Lösungen selbst erarbeiten

Der vermehrte Einsatz von KI wird sich nicht aufhalten lassen, weil sich dadurch vieles vereinfacht. Allerdings stellt sich gerade beim Lernen die Frage, ob der einfachste Weg auch der Beste ist. Ist es nicht wesentlich einprägsamer für Schülerinnen und Schüler, sich den Weg zu Lösungen oder Erkenntnissen selbst zu erarbeiten? Eine künstliche Intelligenz ist nur in der Lage, das Wissen und die Schlussfolgerungen anderer Menschen wiederzugeben, während das unabhängige Erarbeiten von Lösungen oder Einschätzungen zu neuen Denkansätzen führen kann. Wenn auch noch erwartet wird zu überprüfen, ob die von der KI dargestellten Lösungen korrekt sind, verirrt man sich schnell im Dschungel aus Thesen und Antithesen.
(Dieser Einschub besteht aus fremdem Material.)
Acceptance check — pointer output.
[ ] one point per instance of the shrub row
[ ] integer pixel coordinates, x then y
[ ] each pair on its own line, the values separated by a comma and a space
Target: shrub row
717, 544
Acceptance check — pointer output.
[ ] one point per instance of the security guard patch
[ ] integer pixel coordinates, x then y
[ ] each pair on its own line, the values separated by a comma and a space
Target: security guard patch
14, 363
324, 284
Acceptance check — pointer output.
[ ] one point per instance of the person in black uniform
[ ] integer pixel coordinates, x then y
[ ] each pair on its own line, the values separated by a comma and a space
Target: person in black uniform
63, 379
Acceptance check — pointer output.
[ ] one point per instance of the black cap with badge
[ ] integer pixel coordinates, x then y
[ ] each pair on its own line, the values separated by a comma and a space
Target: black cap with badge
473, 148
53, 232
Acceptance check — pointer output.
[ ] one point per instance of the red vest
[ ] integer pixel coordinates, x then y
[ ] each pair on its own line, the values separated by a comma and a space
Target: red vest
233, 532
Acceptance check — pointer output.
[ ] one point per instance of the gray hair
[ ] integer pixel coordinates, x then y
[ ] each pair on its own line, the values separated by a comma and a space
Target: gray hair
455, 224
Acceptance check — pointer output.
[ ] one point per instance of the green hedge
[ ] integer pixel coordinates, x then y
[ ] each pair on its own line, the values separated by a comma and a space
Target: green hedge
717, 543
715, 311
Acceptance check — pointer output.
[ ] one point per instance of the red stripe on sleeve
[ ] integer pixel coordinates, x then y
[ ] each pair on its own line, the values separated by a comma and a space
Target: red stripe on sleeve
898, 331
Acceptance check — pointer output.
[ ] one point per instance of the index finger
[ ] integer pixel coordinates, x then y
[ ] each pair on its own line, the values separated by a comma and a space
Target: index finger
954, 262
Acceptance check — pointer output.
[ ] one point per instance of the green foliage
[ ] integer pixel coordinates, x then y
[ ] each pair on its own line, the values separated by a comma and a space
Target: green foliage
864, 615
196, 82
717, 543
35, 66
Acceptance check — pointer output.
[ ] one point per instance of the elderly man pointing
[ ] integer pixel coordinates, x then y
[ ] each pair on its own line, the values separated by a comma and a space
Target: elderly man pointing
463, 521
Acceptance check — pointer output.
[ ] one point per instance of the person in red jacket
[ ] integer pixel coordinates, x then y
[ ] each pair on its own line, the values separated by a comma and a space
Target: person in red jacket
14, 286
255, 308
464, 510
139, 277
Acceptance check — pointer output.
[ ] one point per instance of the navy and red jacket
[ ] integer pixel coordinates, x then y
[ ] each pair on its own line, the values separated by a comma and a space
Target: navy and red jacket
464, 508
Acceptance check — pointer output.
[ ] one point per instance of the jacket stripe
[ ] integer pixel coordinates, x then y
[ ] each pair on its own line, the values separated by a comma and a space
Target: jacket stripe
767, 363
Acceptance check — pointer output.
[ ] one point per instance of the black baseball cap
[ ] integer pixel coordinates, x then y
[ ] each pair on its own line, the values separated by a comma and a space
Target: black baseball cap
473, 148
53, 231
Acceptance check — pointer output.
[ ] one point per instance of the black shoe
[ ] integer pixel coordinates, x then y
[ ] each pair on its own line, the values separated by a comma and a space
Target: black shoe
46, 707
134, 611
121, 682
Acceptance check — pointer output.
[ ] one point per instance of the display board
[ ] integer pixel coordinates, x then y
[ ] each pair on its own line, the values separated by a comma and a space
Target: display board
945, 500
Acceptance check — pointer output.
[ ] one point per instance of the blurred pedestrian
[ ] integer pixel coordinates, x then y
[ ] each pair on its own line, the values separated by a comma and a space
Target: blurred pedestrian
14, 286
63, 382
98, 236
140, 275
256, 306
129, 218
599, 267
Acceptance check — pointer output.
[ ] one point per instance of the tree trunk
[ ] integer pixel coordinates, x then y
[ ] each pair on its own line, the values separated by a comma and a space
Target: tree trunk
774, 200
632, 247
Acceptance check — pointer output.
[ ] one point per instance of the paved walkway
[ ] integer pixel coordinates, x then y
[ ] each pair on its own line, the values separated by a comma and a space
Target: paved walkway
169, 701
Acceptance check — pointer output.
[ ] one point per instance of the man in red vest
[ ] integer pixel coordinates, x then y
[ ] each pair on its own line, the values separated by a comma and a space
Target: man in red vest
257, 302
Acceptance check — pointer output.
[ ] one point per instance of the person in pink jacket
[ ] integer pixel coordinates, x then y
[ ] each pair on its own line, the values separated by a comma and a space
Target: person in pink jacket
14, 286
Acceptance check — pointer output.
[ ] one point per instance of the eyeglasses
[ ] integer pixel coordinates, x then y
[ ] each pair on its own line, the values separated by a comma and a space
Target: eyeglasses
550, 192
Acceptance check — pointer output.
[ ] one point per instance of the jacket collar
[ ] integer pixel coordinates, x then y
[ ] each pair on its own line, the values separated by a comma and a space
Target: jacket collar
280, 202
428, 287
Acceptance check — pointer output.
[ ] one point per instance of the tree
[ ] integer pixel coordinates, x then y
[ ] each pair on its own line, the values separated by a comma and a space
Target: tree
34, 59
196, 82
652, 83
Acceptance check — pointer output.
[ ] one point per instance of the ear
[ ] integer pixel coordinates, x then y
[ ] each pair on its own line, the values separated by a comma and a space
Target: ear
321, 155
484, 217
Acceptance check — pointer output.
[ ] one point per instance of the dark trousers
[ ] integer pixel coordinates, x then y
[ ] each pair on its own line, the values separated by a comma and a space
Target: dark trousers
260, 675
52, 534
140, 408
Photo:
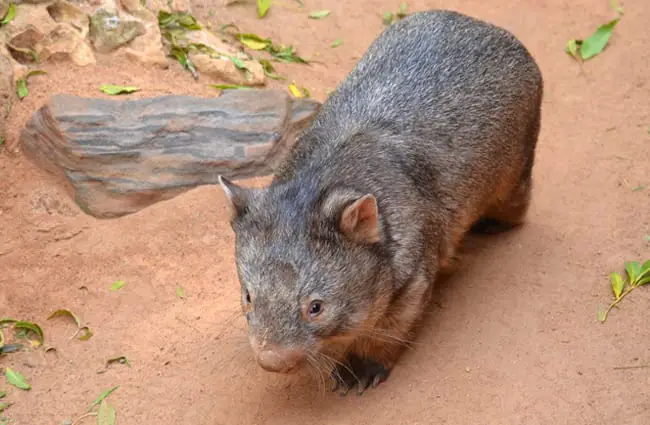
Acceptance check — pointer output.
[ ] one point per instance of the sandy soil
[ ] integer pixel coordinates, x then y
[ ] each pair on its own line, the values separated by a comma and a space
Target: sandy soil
512, 337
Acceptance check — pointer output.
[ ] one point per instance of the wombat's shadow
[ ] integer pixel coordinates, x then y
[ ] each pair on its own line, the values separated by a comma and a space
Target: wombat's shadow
304, 397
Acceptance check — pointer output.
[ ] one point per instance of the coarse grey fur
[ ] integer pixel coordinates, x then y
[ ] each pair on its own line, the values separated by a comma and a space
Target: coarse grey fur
438, 122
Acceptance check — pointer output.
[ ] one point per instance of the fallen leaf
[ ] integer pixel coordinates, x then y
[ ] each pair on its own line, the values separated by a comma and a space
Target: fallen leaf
117, 285
269, 71
9, 16
263, 7
319, 14
617, 284
177, 20
103, 396
572, 47
115, 90
16, 379
596, 43
106, 414
10, 348
31, 327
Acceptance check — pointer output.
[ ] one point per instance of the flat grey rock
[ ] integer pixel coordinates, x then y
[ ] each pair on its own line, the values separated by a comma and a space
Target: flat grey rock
119, 156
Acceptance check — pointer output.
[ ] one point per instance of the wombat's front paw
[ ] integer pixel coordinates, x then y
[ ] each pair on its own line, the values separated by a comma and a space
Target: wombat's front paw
360, 372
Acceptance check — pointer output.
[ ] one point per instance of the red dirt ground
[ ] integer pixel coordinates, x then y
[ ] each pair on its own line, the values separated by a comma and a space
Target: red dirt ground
512, 337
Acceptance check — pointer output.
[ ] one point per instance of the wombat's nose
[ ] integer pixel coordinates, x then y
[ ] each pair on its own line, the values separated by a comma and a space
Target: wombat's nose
280, 360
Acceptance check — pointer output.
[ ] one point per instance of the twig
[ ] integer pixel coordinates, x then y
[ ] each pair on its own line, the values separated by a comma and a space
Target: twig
82, 417
640, 366
615, 303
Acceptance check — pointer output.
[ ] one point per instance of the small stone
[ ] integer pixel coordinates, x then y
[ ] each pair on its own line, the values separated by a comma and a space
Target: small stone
109, 31
224, 69
64, 12
66, 43
25, 43
4, 7
148, 48
132, 6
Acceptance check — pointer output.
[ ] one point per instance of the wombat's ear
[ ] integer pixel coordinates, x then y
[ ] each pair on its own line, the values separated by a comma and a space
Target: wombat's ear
360, 220
237, 196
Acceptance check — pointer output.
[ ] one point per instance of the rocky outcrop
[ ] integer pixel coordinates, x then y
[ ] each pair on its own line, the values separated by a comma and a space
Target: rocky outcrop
119, 156
109, 31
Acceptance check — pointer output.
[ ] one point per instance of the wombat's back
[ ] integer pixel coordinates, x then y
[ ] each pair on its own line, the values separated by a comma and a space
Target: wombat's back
444, 84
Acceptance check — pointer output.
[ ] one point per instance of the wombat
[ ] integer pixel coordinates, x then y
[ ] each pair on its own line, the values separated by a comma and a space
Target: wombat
431, 135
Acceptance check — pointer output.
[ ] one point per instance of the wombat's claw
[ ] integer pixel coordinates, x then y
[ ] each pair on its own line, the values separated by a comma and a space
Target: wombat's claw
362, 373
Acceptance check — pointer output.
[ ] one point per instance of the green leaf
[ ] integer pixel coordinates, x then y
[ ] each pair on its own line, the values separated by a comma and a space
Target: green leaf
32, 327
269, 71
253, 41
319, 14
7, 321
263, 7
618, 284
572, 47
11, 14
617, 7
229, 87
387, 18
106, 414
633, 268
21, 88
115, 90
16, 379
117, 285
596, 43
102, 396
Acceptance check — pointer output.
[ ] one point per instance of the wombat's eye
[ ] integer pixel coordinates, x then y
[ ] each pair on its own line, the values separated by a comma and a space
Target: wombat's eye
315, 308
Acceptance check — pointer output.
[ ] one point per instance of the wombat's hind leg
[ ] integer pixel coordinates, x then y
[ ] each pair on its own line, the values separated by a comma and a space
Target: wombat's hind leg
507, 214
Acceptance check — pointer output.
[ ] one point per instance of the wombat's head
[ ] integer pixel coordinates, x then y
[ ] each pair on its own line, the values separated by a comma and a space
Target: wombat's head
309, 262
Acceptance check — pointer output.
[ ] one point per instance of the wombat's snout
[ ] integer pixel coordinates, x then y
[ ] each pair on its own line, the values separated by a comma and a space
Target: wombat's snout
281, 360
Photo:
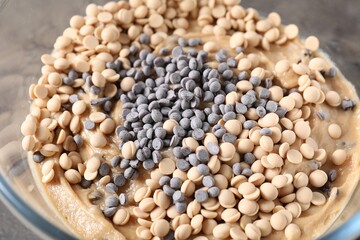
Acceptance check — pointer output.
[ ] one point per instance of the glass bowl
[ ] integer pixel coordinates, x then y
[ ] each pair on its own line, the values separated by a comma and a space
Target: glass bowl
28, 29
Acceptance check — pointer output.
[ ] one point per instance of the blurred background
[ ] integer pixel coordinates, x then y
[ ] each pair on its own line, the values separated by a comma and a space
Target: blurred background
335, 23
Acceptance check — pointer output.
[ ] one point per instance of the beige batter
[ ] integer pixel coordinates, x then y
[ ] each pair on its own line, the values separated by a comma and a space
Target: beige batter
86, 221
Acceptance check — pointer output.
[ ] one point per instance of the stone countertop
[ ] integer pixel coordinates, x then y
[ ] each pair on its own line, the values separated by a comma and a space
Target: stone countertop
335, 23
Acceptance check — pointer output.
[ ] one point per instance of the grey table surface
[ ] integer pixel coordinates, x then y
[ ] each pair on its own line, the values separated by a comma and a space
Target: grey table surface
335, 22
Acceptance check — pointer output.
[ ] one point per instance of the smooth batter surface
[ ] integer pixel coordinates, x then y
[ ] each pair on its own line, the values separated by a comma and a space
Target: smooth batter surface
87, 221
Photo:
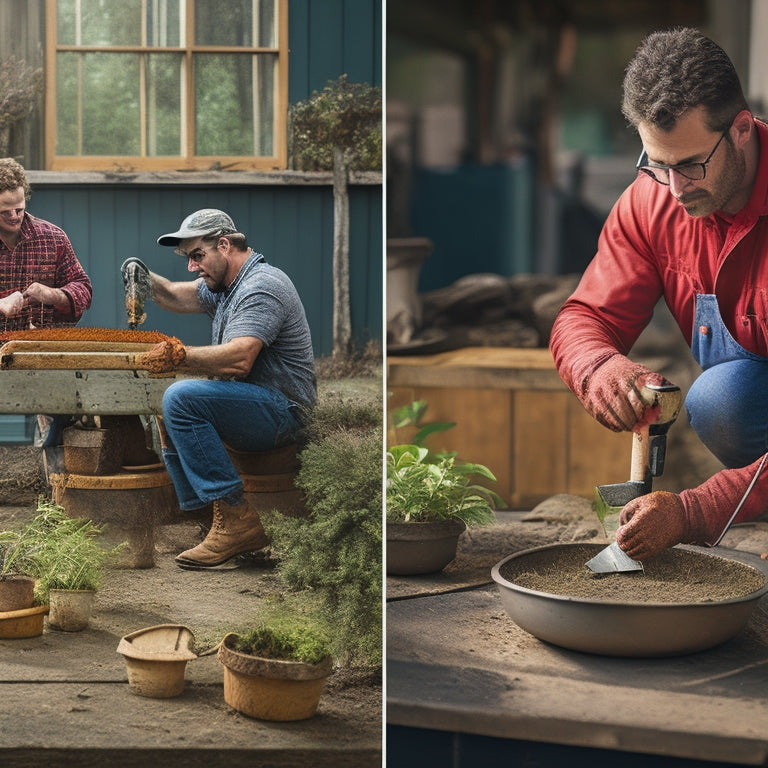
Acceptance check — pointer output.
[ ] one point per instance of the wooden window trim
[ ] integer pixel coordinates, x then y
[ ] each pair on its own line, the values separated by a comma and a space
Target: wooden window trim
189, 162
Wir müssen darauf achten, dass die eigenständigen, geistigen Leistungen unserer Schülerinnen und Schüler nicht zu sehr beeinflusst werden, denn sie sollen sich auch im Namen des Fortschritts auf den Weg machen, neue, unbekannte Wege zu beschreiten.

Christiane Mielck-Retzdorff

Diskriminierung im Alter

18. Januar: „Warum Schöffen für die Justiz so wichtig sind. Ab sofort werden neue ehrenamtliche Richter für die kommenden fünf Jahre gesucht. Markus Manke wird sich wieder bewerben“

An die zehntausend Schöffen werden gesucht als ehrenamtliche Richter. Was für ein schöner Aufruf. Und wenn man sich durchliest, wie man denn Schöffe werden kann, erfährt man so ganz beiläufig, dass über 70-Jährige nicht mehr genommen werden. Warum, wird nicht gesagt. Zwar gibt es inzwischen 70- und auch 80-Jährige, die noch berufstätig sind (sein müssen), aber im Ehrenamt will man sie nicht mehr haben. Oder glaubt man, die hätten sowieso keine Zeit, weil sie alle in der Waitzstraße das Parken üben?Altersdiskriminierung ist bei uns so tief verwurzelt, dass sie nicht mal mehr auffällt.